From this busy spring of 2020, the regional theater company, which typically produces commissioned and contemporary works, began planning for a future that would be at least hybrid, if not fully digital. It had not yet announced a 2021 season, so the company was able to create its programming with COVID in mind rather than translate existing plans.
From then through the present, BCS made plans that allowed for hybrid work or quick switches to digital-only events. Its Bridge Series of live virtual events used readings and discussions to connect classic plays with contemporary ones. In January 2021, BCS eased back into live theater, first with a three-person show planned to be filmed live and then streamed, and then with productions designed for very small in-person audiences with online streaming.
BCS believes that a hybrid universe is here to stay. Though not every piece the company creates will be hybrid, BCS wants to be clear in its intentions while planning its programming about whether a work will be live-only, simulcast, prerecorded, or filmed and posted later. Its leadership thinks the desire for hybrid work existed before the pandemic, but COVID closures forced the removal of barriers like staff time, knowledge, and intellectual property rights.
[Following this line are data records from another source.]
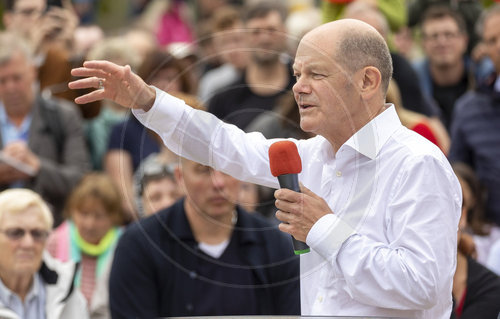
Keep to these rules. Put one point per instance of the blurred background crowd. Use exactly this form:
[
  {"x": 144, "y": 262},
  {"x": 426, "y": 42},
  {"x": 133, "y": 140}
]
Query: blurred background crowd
[{"x": 79, "y": 175}]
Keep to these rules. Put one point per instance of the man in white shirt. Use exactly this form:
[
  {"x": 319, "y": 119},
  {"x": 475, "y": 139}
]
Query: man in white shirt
[{"x": 379, "y": 206}]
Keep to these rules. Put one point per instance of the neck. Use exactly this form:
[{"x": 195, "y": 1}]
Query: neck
[
  {"x": 350, "y": 126},
  {"x": 267, "y": 79},
  {"x": 17, "y": 114},
  {"x": 460, "y": 277},
  {"x": 20, "y": 285},
  {"x": 447, "y": 75},
  {"x": 207, "y": 229}
]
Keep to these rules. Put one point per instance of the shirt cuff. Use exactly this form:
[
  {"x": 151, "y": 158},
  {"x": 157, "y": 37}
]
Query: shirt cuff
[
  {"x": 165, "y": 105},
  {"x": 327, "y": 236}
]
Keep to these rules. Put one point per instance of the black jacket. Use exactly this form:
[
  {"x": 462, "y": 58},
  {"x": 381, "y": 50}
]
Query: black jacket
[{"x": 154, "y": 270}]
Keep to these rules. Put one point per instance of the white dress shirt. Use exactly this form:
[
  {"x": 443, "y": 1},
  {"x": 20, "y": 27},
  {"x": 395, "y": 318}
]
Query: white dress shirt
[
  {"x": 33, "y": 306},
  {"x": 389, "y": 249}
]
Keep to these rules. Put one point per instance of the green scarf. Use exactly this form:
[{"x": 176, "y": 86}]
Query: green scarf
[{"x": 103, "y": 250}]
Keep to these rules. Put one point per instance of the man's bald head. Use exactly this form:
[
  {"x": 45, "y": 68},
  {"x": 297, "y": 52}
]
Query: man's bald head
[{"x": 352, "y": 44}]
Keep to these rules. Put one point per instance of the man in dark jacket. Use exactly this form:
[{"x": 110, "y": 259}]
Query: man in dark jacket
[
  {"x": 42, "y": 145},
  {"x": 204, "y": 256}
]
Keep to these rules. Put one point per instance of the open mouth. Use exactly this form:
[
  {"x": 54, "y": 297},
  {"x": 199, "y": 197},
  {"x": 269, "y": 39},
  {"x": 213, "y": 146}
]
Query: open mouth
[{"x": 305, "y": 106}]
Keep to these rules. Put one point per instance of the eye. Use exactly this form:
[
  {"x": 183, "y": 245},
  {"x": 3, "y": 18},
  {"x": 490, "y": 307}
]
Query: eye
[{"x": 317, "y": 76}]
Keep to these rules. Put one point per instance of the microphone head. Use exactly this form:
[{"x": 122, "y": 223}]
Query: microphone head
[{"x": 284, "y": 158}]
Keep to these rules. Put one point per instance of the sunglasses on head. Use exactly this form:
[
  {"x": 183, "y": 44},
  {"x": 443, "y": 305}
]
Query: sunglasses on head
[{"x": 38, "y": 235}]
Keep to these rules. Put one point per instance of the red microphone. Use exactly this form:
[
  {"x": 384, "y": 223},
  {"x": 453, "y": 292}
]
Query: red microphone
[{"x": 285, "y": 164}]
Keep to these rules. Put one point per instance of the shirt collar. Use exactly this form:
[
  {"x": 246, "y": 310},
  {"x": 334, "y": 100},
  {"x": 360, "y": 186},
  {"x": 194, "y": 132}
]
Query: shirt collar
[
  {"x": 6, "y": 294},
  {"x": 370, "y": 139},
  {"x": 497, "y": 84}
]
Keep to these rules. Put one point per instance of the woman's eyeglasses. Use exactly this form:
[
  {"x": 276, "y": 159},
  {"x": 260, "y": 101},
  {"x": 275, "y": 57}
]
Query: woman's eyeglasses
[{"x": 38, "y": 235}]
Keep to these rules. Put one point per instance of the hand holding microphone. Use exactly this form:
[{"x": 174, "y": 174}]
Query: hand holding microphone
[{"x": 285, "y": 164}]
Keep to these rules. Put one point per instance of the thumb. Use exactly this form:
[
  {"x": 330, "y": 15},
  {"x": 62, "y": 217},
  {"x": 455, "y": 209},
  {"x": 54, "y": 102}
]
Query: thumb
[{"x": 306, "y": 190}]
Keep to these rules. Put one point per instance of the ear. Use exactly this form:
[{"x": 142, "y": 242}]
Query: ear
[
  {"x": 178, "y": 175},
  {"x": 371, "y": 80},
  {"x": 7, "y": 19}
]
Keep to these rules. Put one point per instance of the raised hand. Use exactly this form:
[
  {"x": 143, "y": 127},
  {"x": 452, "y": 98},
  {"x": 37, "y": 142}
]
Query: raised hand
[{"x": 113, "y": 82}]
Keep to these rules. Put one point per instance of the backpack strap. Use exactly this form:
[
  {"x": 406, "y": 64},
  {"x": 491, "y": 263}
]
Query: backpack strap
[{"x": 50, "y": 115}]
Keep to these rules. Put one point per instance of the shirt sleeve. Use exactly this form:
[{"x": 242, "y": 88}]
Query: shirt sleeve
[
  {"x": 203, "y": 138},
  {"x": 416, "y": 263}
]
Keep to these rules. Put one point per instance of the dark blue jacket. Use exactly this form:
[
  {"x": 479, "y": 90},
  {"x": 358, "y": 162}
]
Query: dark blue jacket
[
  {"x": 154, "y": 270},
  {"x": 475, "y": 136}
]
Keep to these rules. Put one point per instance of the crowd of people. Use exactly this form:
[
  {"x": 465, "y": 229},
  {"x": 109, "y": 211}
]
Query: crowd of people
[{"x": 170, "y": 209}]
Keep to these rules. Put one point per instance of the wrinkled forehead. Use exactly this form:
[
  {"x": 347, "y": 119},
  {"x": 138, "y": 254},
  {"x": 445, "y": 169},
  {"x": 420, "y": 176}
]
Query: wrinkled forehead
[
  {"x": 311, "y": 53},
  {"x": 31, "y": 217},
  {"x": 29, "y": 4}
]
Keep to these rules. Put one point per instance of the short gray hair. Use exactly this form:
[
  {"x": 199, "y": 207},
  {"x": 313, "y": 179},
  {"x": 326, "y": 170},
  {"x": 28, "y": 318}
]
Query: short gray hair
[
  {"x": 17, "y": 200},
  {"x": 359, "y": 49},
  {"x": 12, "y": 44},
  {"x": 485, "y": 15}
]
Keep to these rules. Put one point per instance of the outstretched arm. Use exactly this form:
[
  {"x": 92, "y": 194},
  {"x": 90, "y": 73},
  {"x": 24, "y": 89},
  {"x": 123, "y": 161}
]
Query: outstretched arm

BCS’s digital audience is now both local and international, but the process of building the audience has been difficult at times. The company had to develop new models of working as they adapted to the process and competencies required to produce, market, and distribute theater on film. The team learned how to produce theater on film, a skill separate from both producing live theater and producing film—like building a boat with a group of people trained only in airplane engineering, says Chiara Klein, director of artistic producing. One particular pressure point was the time and skill required to edit film. In live theater, once a production reaches the stage, the production and producing staff’s work is largely done; in the hybrid world, there is an additional editing timeline in order to have a completed film by opening night.
The company experienced an inflection point around fall 2021, when viewers seemed to actively opt in or out of streaming rather than turn to it because they had no other options. Over time, digital work became less of a necessity for BCS and more about the work the company wanted to be doing. Throughout the season, select performances were simulcast with a vendor to bring the live experience into peoples’ homes. Not every event needed the same ingredients; instead, Klein sought to match the medium, energy, and container for what the company was trying to achieve. Similarly, not every event needed to serve the same audience, or even a large audience. In some civic events, for instance, the company focused on active chat, shares, and discussions of its projects on social media and generating work to support artists. This shift in perspective has given BCS license to experiment and explore more options for varied digital programming in the future.